We focus on helping communities solve problems because we find that a project supported by the community has the most dramatic and longest lasting results. The spirit of the community overcomes deeply entrenched divisions and inspires citizens to pool resources to make their vision happen—and in the process, each person discovers that they have the power to make their world a better place to live. We help communities by bringing together many different groups of residents—ordinary citizens, nonprofit leaders, elected officials, business owners, educators—to identify community issues, prioritize them, and take action to resolve them.
When the Soviet Union collapsed in the early nineties, it left behind a legacy of economic development at the expense of the environment. Substantial air and water pollution dogged Central and Eastern Europe, and vast numbers of towns were without sewage treatment systems or waste collection. Yet because these issues dramatically affected people's health—especially children—we found that despite many years of a central government handling such issues, people were eager to get involved in bringing clean air, water, and land to their communities.
Tangible Results
- Troyan, Bulgaria, sits on the edge of a natural reserve and national park that had become a popular recreation area when ISC first arrived in 1992. But untreated wastewater, agricultural runoff, and an uncovered landfill polluted the Beli Osam River. When the Minister of Environment saw the city's solid waste plan created with citizen input, he invited ISC and Troyan leaders to help develop national legislation that required a similar process in each municipality.
- A lake near Elk, Poland, was biologically dead—it had become so overloaded with nutrients from nearby farms and untreated wastewater that algae blooms had taken over, suffocating plant and animal life in the water. A rotten egg smell pervaded the air. Because we brought people together to help solve the problem, residents quickly stopped pumping waste into the lake and created a comprehensive plan for wastewater treatment. A bright yellow float now aerates the water to bring oxygen—and life—back to the lake.

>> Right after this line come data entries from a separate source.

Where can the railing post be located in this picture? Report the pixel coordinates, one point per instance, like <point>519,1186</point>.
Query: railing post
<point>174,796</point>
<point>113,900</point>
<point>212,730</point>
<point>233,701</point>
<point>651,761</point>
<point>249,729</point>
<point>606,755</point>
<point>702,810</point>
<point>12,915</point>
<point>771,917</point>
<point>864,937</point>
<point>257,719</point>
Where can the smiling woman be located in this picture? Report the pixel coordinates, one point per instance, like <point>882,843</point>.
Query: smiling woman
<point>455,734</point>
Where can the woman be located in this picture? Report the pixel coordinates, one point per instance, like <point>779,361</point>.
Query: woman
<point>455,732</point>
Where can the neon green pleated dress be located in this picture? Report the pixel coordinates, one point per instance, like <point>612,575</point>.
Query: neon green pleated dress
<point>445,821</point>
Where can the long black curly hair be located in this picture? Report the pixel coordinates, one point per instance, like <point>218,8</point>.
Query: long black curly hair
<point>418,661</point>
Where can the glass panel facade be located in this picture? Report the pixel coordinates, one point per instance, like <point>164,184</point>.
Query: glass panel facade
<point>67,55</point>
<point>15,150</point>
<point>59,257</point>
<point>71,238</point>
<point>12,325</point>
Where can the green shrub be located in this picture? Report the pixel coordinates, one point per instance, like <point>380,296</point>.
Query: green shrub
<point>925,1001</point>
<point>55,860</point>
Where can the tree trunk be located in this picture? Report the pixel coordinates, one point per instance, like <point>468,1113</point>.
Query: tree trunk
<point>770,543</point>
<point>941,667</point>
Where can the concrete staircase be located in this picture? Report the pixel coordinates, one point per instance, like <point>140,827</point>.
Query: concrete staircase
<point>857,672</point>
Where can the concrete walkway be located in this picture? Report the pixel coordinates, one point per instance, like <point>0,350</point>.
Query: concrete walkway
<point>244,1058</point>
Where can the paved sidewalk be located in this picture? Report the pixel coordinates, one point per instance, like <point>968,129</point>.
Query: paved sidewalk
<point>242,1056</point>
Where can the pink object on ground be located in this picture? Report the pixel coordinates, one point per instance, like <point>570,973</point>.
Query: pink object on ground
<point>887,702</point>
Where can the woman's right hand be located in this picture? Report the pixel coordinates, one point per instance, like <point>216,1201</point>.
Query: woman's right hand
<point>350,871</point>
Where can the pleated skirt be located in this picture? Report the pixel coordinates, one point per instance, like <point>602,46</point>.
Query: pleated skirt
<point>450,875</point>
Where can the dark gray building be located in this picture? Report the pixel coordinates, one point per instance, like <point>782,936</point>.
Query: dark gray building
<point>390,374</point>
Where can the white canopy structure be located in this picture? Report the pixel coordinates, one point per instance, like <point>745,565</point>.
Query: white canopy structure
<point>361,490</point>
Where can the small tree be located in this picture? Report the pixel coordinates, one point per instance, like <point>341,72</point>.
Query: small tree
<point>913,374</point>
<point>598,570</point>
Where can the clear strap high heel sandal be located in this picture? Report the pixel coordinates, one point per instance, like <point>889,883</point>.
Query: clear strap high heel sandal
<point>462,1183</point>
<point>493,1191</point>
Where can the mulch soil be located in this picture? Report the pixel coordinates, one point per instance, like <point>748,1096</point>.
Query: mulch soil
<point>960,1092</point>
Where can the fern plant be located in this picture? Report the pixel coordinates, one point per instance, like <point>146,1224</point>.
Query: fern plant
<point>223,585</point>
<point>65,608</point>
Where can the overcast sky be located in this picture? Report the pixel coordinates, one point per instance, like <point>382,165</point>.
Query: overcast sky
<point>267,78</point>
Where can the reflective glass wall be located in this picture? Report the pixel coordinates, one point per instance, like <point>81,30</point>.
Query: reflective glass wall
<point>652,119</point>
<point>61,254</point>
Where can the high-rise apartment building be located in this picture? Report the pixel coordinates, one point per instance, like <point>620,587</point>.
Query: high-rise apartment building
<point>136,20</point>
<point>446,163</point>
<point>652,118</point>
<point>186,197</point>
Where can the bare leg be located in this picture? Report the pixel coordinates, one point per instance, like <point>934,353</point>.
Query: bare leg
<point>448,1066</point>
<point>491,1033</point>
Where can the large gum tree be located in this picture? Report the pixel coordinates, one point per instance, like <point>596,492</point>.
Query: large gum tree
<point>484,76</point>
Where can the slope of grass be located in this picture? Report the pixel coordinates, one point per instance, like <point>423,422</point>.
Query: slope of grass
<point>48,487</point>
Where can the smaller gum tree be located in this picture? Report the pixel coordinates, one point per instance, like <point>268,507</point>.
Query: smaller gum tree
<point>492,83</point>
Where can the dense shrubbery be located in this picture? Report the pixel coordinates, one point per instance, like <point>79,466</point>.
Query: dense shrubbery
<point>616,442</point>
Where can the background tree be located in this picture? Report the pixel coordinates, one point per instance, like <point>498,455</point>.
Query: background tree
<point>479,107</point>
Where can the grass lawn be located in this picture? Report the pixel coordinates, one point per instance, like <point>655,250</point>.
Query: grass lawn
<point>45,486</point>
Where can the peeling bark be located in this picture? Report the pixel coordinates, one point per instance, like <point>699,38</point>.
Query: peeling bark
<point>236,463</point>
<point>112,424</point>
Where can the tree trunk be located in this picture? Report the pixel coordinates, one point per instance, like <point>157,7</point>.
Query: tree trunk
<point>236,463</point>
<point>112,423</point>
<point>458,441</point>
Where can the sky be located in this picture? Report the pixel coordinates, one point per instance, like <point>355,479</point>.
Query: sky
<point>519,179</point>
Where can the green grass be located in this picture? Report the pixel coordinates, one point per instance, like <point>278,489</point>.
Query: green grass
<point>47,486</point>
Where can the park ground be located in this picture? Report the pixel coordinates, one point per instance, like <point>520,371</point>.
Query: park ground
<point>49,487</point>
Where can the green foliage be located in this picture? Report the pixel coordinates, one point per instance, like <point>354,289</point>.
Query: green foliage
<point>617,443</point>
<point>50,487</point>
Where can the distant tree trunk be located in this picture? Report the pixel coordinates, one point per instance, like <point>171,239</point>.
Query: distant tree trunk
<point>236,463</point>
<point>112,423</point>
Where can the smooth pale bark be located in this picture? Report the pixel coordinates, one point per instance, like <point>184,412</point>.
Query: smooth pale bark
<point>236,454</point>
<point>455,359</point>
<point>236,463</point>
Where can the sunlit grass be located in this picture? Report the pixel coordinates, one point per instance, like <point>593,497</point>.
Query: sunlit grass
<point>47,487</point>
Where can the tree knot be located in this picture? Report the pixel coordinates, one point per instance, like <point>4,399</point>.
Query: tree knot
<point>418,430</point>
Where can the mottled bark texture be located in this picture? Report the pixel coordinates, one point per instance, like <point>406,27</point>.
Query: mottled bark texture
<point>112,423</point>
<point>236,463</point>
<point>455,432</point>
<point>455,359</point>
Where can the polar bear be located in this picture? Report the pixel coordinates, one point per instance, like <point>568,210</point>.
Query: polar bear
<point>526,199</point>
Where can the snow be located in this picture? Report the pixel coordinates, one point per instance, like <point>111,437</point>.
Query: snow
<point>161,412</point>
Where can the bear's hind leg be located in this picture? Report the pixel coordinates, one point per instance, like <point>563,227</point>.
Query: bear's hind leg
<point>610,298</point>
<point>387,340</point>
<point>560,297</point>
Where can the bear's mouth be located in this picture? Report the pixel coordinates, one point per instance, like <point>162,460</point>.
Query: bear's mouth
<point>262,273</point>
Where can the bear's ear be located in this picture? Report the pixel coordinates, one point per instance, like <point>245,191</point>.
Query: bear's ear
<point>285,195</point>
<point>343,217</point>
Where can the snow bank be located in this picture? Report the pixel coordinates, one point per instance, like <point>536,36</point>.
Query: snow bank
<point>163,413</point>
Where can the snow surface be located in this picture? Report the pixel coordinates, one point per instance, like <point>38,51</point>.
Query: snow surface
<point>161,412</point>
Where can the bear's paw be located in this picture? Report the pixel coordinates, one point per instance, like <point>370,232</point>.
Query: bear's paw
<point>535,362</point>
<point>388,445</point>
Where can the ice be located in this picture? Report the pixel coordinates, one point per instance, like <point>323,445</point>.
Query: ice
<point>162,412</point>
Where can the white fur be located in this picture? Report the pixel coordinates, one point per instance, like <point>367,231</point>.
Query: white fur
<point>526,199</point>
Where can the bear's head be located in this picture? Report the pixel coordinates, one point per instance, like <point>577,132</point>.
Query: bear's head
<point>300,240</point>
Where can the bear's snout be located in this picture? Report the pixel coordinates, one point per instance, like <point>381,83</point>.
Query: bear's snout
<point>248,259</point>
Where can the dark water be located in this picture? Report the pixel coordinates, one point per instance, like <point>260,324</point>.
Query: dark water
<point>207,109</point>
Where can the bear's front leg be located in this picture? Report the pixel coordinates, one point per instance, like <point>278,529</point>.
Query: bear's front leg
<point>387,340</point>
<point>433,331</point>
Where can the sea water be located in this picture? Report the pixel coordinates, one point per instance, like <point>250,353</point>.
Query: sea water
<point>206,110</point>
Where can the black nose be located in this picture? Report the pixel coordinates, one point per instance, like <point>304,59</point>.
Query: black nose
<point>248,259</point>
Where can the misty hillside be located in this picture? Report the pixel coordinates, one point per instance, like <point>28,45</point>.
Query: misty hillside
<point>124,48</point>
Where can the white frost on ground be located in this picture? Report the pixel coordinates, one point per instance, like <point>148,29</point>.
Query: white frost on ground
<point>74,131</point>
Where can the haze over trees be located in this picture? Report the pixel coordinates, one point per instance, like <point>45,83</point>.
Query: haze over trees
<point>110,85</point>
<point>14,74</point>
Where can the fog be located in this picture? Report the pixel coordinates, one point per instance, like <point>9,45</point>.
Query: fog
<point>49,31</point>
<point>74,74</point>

- In Labunista, Macedonia, an outbreak of hepatitis struck 95 percent of the village's children. A local doctor, Aladin Demisovski, traced its source to the open sewage that seeped along streets after rains. We helped him bring the community together to address the problem and build support for a new sewage treatment plant in a nearby town. Citizens voted overwhelmingly to assess a 5 dollar tax each month to pay for new pipes—and then picked up their shovels to dig the trenches.